Liu Bolin's works illustrate an experience of the world, a journey to discover different places and their distinctive features, as well as the events which have shaped them, as is especially the case with Ground Zero in New York.
Section Four Fade in Italy
Fading in Italy, becoming part of it: amid food, wine, culture, design, and the legendary Ferrari brand.
Liu Bolin plays with obvious clichés, but also with the essence of a land and people of which he becomes part.
In this way the artist endeavours to show the extent to which the process of globalization is a consolidated legacy of our age.
The invisible artist allows himself to be seduced by all of this, charming the viewer. Yet his artistic philosophy also marks a limit: the fact of standing at the centre of his representation and of the photographic lens portraying it.
Section Five Cooperations
Like many leading contemporary artists, Liu Bolin has chosen and agreed to become part of a popular and sophisticated sphere such as that of fashion. He has put his artistic language and mode of representation to the service of some of the world's top brands.
From Valentino to Lanvin, from Jean Paul Gaultier to Angela Missoni, the artist has become the protagonist of major advertising campaigns, including a world-famous one by Moncler. On the one hand, this is no doubt a testament to the popularity attained by Liu Bolin, which extends beyond the narrow confines of contemporary art; on the other and most significantly it reflects the artist's desire not to shun any of the manifestations of contemporary reality.

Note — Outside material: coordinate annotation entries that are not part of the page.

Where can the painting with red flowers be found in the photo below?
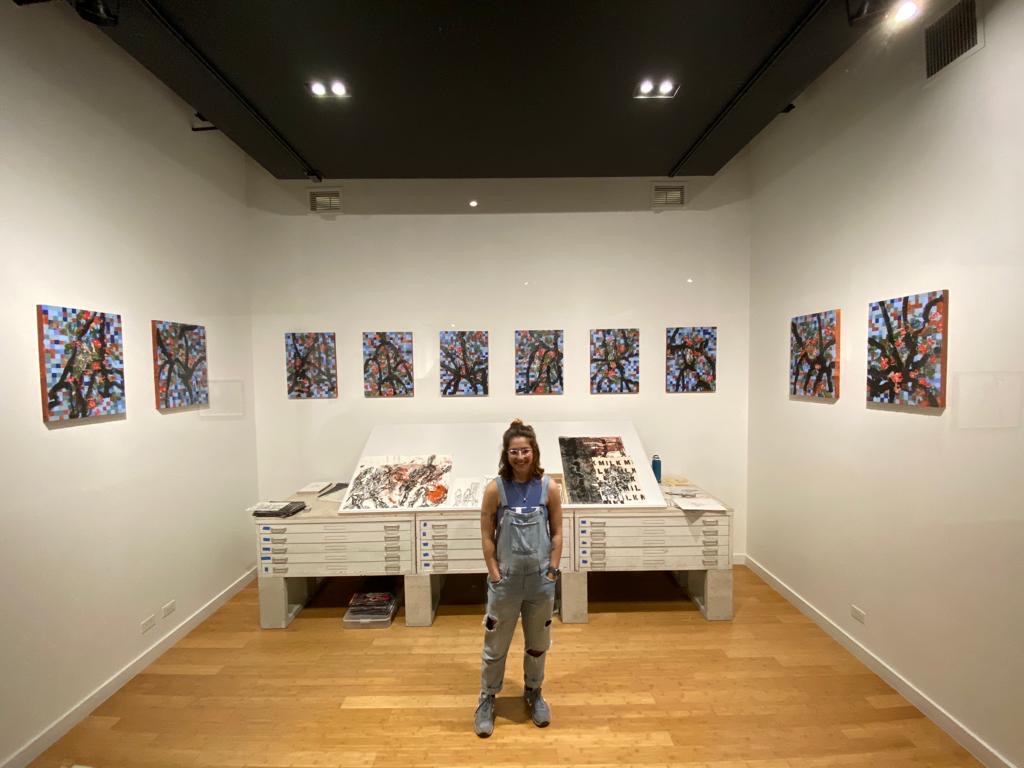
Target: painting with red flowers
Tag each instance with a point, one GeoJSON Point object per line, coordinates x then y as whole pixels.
{"type": "Point", "coordinates": [463, 363]}
{"type": "Point", "coordinates": [387, 364]}
{"type": "Point", "coordinates": [179, 365]}
{"type": "Point", "coordinates": [81, 363]}
{"type": "Point", "coordinates": [614, 360]}
{"type": "Point", "coordinates": [690, 358]}
{"type": "Point", "coordinates": [814, 355]}
{"type": "Point", "coordinates": [906, 350]}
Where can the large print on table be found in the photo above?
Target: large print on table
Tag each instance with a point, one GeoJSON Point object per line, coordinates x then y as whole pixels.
{"type": "Point", "coordinates": [906, 350]}
{"type": "Point", "coordinates": [614, 360]}
{"type": "Point", "coordinates": [399, 482]}
{"type": "Point", "coordinates": [464, 363]}
{"type": "Point", "coordinates": [539, 361]}
{"type": "Point", "coordinates": [179, 370]}
{"type": "Point", "coordinates": [311, 364]}
{"type": "Point", "coordinates": [81, 363]}
{"type": "Point", "coordinates": [387, 364]}
{"type": "Point", "coordinates": [598, 471]}
{"type": "Point", "coordinates": [690, 358]}
{"type": "Point", "coordinates": [814, 355]}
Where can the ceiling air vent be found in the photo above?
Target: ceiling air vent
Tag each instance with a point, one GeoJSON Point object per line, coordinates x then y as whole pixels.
{"type": "Point", "coordinates": [325, 201]}
{"type": "Point", "coordinates": [668, 197]}
{"type": "Point", "coordinates": [952, 35]}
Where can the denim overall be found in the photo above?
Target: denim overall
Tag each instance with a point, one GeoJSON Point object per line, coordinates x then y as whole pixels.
{"type": "Point", "coordinates": [523, 555]}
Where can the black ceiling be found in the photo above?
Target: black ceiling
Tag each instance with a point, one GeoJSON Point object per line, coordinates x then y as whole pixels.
{"type": "Point", "coordinates": [486, 89]}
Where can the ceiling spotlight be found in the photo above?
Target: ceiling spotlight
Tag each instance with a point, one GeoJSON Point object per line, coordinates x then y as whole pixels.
{"type": "Point", "coordinates": [906, 10]}
{"type": "Point", "coordinates": [666, 89]}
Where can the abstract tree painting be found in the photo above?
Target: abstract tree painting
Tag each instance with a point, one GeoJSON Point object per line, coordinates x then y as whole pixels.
{"type": "Point", "coordinates": [464, 357]}
{"type": "Point", "coordinates": [81, 363]}
{"type": "Point", "coordinates": [311, 366]}
{"type": "Point", "coordinates": [814, 355]}
{"type": "Point", "coordinates": [614, 360]}
{"type": "Point", "coordinates": [539, 361]}
{"type": "Point", "coordinates": [690, 358]}
{"type": "Point", "coordinates": [906, 350]}
{"type": "Point", "coordinates": [179, 369]}
{"type": "Point", "coordinates": [387, 364]}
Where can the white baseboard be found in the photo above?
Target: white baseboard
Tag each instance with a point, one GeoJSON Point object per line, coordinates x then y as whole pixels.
{"type": "Point", "coordinates": [49, 735]}
{"type": "Point", "coordinates": [933, 711]}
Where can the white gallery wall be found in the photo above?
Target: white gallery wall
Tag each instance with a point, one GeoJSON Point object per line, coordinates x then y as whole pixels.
{"type": "Point", "coordinates": [428, 273]}
{"type": "Point", "coordinates": [108, 202]}
{"type": "Point", "coordinates": [880, 185]}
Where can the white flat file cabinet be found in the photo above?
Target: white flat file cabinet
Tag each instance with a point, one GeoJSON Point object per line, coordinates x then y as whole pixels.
{"type": "Point", "coordinates": [694, 545]}
{"type": "Point", "coordinates": [295, 552]}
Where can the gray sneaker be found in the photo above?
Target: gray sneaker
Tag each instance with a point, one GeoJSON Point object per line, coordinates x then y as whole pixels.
{"type": "Point", "coordinates": [540, 713]}
{"type": "Point", "coordinates": [483, 721]}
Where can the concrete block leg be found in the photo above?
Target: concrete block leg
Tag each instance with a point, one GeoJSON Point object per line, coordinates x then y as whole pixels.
{"type": "Point", "coordinates": [712, 592]}
{"type": "Point", "coordinates": [423, 592]}
{"type": "Point", "coordinates": [281, 600]}
{"type": "Point", "coordinates": [573, 597]}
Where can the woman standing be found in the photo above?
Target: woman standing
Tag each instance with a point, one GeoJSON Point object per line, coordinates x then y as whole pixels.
{"type": "Point", "coordinates": [521, 531]}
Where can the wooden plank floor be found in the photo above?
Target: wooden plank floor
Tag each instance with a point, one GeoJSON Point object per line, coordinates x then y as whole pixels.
{"type": "Point", "coordinates": [645, 684]}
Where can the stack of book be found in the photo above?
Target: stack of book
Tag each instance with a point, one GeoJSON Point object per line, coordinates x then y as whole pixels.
{"type": "Point", "coordinates": [369, 609]}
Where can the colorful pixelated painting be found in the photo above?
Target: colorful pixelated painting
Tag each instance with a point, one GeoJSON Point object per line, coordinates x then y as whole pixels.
{"type": "Point", "coordinates": [814, 355]}
{"type": "Point", "coordinates": [539, 361]}
{"type": "Point", "coordinates": [906, 350]}
{"type": "Point", "coordinates": [598, 471]}
{"type": "Point", "coordinates": [387, 364]}
{"type": "Point", "coordinates": [179, 365]}
{"type": "Point", "coordinates": [690, 358]}
{"type": "Point", "coordinates": [311, 366]}
{"type": "Point", "coordinates": [81, 363]}
{"type": "Point", "coordinates": [463, 363]}
{"type": "Point", "coordinates": [399, 482]}
{"type": "Point", "coordinates": [614, 360]}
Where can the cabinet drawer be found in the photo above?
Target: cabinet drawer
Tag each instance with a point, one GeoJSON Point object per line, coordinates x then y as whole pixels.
{"type": "Point", "coordinates": [326, 569]}
{"type": "Point", "coordinates": [653, 562]}
{"type": "Point", "coordinates": [334, 527]}
{"type": "Point", "coordinates": [670, 538]}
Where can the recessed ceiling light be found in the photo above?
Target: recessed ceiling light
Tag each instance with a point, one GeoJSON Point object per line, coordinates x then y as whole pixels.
{"type": "Point", "coordinates": [906, 11]}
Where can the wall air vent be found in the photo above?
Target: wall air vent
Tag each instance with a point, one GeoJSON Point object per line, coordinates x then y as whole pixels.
{"type": "Point", "coordinates": [952, 35]}
{"type": "Point", "coordinates": [325, 201]}
{"type": "Point", "coordinates": [668, 197]}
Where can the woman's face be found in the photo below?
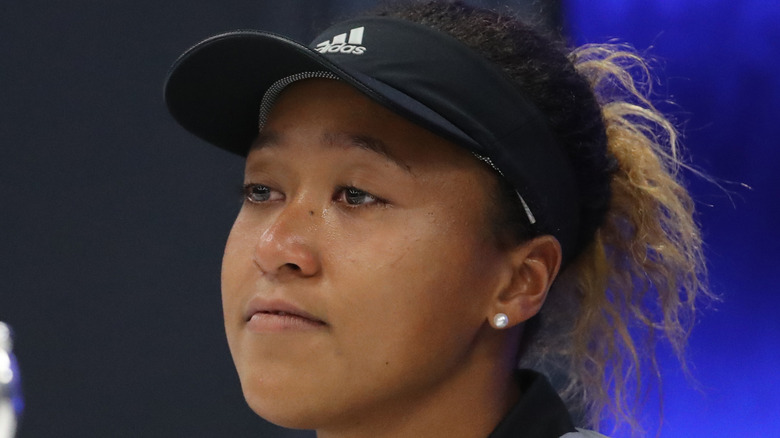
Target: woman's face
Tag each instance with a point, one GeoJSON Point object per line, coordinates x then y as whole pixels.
{"type": "Point", "coordinates": [359, 275]}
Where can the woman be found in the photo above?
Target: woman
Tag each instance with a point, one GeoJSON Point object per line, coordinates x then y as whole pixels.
{"type": "Point", "coordinates": [434, 194]}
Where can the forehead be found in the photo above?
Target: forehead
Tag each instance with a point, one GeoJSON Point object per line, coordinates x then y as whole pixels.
{"type": "Point", "coordinates": [338, 115]}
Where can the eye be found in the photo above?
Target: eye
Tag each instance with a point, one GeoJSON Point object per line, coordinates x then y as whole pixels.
{"type": "Point", "coordinates": [355, 197]}
{"type": "Point", "coordinates": [258, 193]}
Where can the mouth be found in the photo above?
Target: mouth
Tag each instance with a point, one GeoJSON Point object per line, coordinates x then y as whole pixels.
{"type": "Point", "coordinates": [273, 316]}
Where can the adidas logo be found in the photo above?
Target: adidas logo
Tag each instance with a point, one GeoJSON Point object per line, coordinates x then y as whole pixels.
{"type": "Point", "coordinates": [344, 43]}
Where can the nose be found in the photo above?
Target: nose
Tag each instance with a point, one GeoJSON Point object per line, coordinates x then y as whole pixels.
{"type": "Point", "coordinates": [288, 245]}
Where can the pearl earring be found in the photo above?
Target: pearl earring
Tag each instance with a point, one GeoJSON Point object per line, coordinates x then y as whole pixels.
{"type": "Point", "coordinates": [500, 320]}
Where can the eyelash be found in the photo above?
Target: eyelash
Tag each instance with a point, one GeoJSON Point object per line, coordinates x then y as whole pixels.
{"type": "Point", "coordinates": [341, 191]}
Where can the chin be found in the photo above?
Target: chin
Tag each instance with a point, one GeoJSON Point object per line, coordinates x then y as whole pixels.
{"type": "Point", "coordinates": [283, 404]}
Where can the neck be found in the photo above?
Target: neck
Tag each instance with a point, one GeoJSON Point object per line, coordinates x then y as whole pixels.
{"type": "Point", "coordinates": [469, 403]}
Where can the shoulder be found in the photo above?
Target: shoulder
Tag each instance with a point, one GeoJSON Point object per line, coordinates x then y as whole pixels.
{"type": "Point", "coordinates": [582, 433]}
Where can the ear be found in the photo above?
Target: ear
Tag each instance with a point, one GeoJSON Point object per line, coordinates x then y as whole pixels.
{"type": "Point", "coordinates": [535, 265]}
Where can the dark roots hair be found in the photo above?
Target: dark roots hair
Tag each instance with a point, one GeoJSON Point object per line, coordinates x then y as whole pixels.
{"type": "Point", "coordinates": [640, 265]}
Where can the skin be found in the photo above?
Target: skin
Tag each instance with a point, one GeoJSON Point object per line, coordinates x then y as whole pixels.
{"type": "Point", "coordinates": [397, 269]}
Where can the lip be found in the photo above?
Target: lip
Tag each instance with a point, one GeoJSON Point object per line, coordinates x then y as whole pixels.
{"type": "Point", "coordinates": [264, 315]}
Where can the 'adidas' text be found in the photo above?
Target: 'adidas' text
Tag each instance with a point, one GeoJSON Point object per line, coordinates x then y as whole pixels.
{"type": "Point", "coordinates": [343, 43]}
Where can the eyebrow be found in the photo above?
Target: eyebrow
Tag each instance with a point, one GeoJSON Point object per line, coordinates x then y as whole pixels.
{"type": "Point", "coordinates": [365, 142]}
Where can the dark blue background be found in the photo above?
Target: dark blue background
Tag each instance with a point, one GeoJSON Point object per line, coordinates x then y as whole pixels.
{"type": "Point", "coordinates": [719, 62]}
{"type": "Point", "coordinates": [113, 218]}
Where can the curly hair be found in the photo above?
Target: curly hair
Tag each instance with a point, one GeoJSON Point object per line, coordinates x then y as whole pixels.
{"type": "Point", "coordinates": [639, 272]}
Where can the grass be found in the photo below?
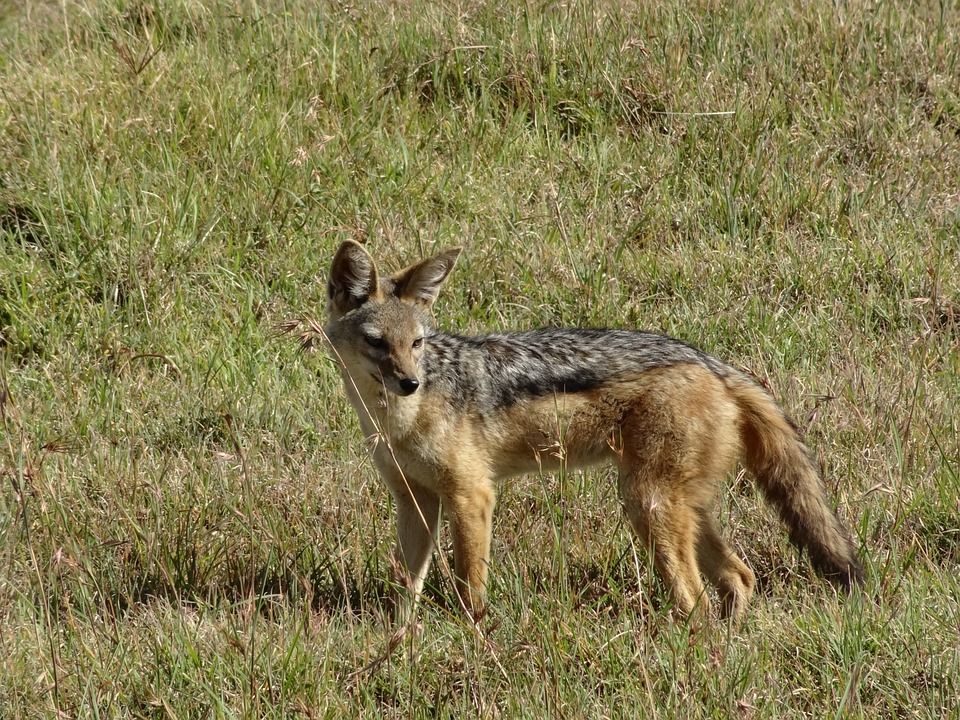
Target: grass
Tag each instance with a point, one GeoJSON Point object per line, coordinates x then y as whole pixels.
{"type": "Point", "coordinates": [190, 527]}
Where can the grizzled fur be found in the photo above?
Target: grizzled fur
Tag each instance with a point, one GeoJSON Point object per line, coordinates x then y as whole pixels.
{"type": "Point", "coordinates": [453, 415]}
{"type": "Point", "coordinates": [487, 372]}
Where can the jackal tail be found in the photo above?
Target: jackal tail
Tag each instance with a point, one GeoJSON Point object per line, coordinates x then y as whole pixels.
{"type": "Point", "coordinates": [790, 481]}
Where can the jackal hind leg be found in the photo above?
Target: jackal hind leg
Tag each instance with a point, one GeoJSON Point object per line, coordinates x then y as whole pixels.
{"type": "Point", "coordinates": [471, 523]}
{"type": "Point", "coordinates": [732, 578]}
{"type": "Point", "coordinates": [418, 524]}
{"type": "Point", "coordinates": [669, 527]}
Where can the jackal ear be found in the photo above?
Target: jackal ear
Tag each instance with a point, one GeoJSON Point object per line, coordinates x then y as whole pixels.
{"type": "Point", "coordinates": [353, 277]}
{"type": "Point", "coordinates": [420, 283]}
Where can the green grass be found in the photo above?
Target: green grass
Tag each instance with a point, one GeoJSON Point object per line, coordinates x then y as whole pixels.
{"type": "Point", "coordinates": [189, 525]}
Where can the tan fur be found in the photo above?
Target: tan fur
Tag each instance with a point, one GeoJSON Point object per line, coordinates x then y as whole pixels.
{"type": "Point", "coordinates": [674, 430]}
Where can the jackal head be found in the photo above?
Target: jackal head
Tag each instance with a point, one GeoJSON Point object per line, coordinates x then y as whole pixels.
{"type": "Point", "coordinates": [377, 325]}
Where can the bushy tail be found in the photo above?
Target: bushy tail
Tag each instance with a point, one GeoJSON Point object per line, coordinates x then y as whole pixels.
{"type": "Point", "coordinates": [782, 466]}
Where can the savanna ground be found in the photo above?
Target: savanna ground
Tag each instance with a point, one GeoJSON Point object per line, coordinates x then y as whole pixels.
{"type": "Point", "coordinates": [190, 527]}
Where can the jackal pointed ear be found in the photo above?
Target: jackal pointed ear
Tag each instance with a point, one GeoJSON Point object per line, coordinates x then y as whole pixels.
{"type": "Point", "coordinates": [353, 277]}
{"type": "Point", "coordinates": [420, 283]}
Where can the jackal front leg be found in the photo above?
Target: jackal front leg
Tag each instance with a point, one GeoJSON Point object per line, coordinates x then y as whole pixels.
{"type": "Point", "coordinates": [418, 522]}
{"type": "Point", "coordinates": [471, 525]}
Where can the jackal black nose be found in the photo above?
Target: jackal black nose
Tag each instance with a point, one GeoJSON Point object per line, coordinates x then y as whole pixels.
{"type": "Point", "coordinates": [409, 385]}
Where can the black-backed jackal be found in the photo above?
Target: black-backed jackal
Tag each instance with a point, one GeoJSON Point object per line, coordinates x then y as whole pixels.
{"type": "Point", "coordinates": [452, 415]}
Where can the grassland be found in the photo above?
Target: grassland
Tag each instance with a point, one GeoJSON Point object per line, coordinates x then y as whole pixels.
{"type": "Point", "coordinates": [189, 527]}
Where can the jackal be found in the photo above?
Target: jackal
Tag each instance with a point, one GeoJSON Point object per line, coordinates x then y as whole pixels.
{"type": "Point", "coordinates": [451, 415]}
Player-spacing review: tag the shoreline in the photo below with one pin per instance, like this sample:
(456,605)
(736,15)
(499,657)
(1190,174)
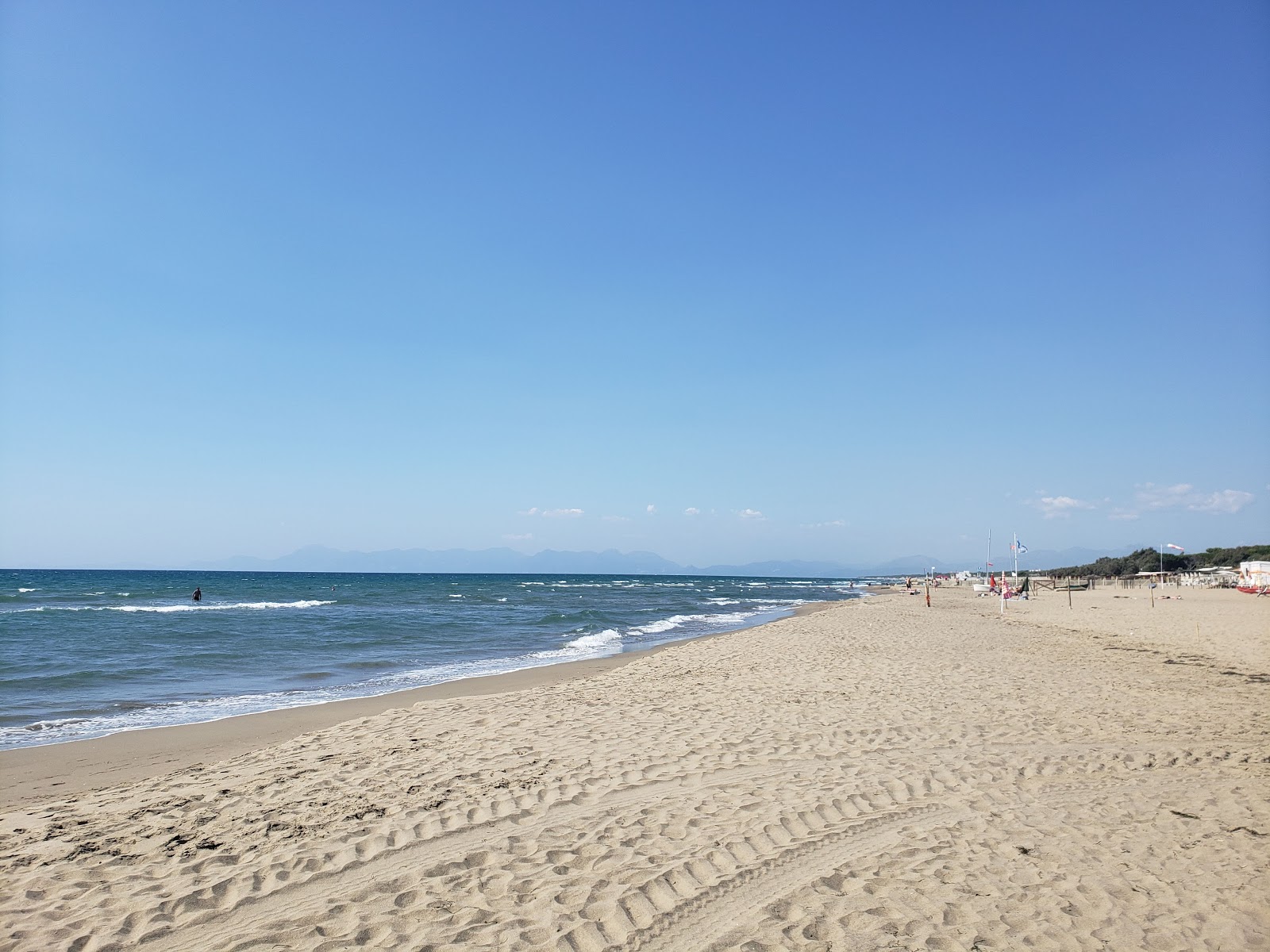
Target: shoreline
(1058,774)
(71,767)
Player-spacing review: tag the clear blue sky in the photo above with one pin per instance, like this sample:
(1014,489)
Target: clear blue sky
(854,281)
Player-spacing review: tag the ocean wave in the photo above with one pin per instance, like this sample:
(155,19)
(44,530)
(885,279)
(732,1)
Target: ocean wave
(600,640)
(165,609)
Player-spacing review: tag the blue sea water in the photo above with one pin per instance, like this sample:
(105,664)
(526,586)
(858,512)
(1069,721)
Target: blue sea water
(84,654)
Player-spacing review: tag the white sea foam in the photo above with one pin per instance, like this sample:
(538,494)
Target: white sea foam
(165,609)
(601,640)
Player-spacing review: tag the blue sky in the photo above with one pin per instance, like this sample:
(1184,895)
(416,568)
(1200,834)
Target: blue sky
(721,281)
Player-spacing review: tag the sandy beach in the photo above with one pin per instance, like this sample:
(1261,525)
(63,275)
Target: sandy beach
(876,774)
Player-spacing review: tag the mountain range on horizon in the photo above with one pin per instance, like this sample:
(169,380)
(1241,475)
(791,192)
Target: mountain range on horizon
(321,559)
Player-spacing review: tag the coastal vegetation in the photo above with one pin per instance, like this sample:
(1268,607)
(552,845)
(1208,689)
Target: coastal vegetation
(1149,560)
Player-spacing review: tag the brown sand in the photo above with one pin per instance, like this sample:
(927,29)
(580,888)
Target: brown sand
(873,776)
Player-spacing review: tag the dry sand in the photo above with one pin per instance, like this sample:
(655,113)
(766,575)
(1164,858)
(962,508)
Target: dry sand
(873,776)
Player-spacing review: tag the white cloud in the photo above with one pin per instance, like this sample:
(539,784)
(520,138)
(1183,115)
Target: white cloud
(1229,501)
(1184,495)
(1056,507)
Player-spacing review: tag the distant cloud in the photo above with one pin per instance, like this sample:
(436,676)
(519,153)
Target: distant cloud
(1184,495)
(1060,507)
(1229,501)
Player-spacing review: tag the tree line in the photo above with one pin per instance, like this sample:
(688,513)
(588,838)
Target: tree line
(1147,560)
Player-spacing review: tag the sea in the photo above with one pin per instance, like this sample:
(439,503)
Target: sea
(84,654)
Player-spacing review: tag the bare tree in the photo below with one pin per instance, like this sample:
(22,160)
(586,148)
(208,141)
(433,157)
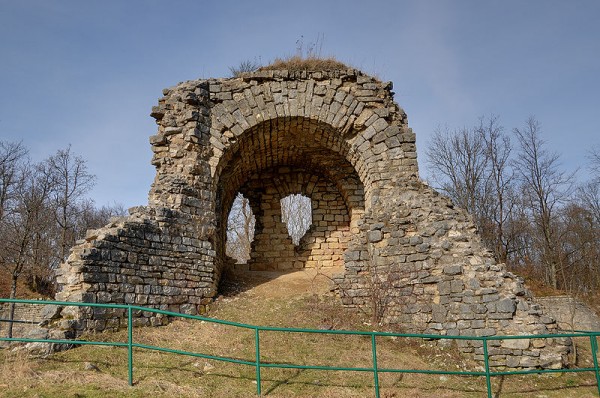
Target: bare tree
(458,161)
(499,197)
(71,181)
(545,187)
(23,225)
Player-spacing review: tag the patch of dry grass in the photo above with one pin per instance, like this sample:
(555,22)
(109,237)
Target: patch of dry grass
(297,63)
(168,375)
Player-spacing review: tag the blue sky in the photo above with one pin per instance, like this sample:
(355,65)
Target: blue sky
(87,73)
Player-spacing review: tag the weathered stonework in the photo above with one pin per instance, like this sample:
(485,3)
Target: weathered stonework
(340,139)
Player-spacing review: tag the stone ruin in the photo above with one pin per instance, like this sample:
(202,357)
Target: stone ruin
(338,138)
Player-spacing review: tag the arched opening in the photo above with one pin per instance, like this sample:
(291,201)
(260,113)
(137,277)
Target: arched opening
(297,158)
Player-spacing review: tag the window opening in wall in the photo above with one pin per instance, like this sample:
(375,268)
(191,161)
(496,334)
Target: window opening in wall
(296,213)
(240,230)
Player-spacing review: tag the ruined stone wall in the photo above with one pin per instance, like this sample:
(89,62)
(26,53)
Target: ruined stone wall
(409,250)
(151,258)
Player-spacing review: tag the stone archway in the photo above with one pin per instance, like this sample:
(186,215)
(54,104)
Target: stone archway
(338,137)
(295,156)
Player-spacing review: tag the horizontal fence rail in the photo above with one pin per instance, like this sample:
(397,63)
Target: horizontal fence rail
(258,364)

It confirms the fact that an artwork is an integral part of its age and of the world, as this manifests itself in all of its contradictions.
Section Six Shelves
The Shelves series, starting from Supermarket n°1 of 2009, illustrates Liu Bolin's eagerness not to overlook in his quest to know the world the phenomenon of consumerism, which distinguishes contemporary culture and society. The author's identifying with the neatly arranged products filling the shelves of stores and supermarkets is something we all experience in our everyday lives. Nor does this phenomenon overlook cultural products, as is shown by the shelves filled with magazines and newspapers. The intended message is: we are what we consume, and what we consume consumes us, eroding our innermost and most private identity, making us all the same via similarity and the global spread of the same products. Yet this is only an illusion, since in reality the juxtaposition of our own identity and that of these products creates an artificial oversimplification of the concept of equality: a form of sensory deception that Liu Bolin reveals through the blatant visual deception that constitutes the cornerstone of his work.
Section Seven Migrants
Migrants represents the other side of the coin and of the world, where heavily laden shelves, powerful cars and refined clothing and textiles are not so much possible desires, as the marker of an unbridgeable distance, a deep rift running through our age, difficult to express through images. The fact that Liu Bolin identifies with both, as one thing among other things which in turn are very different from one another, further confirms just to what extent his art strives to become a significant part of reality in all of its complexity.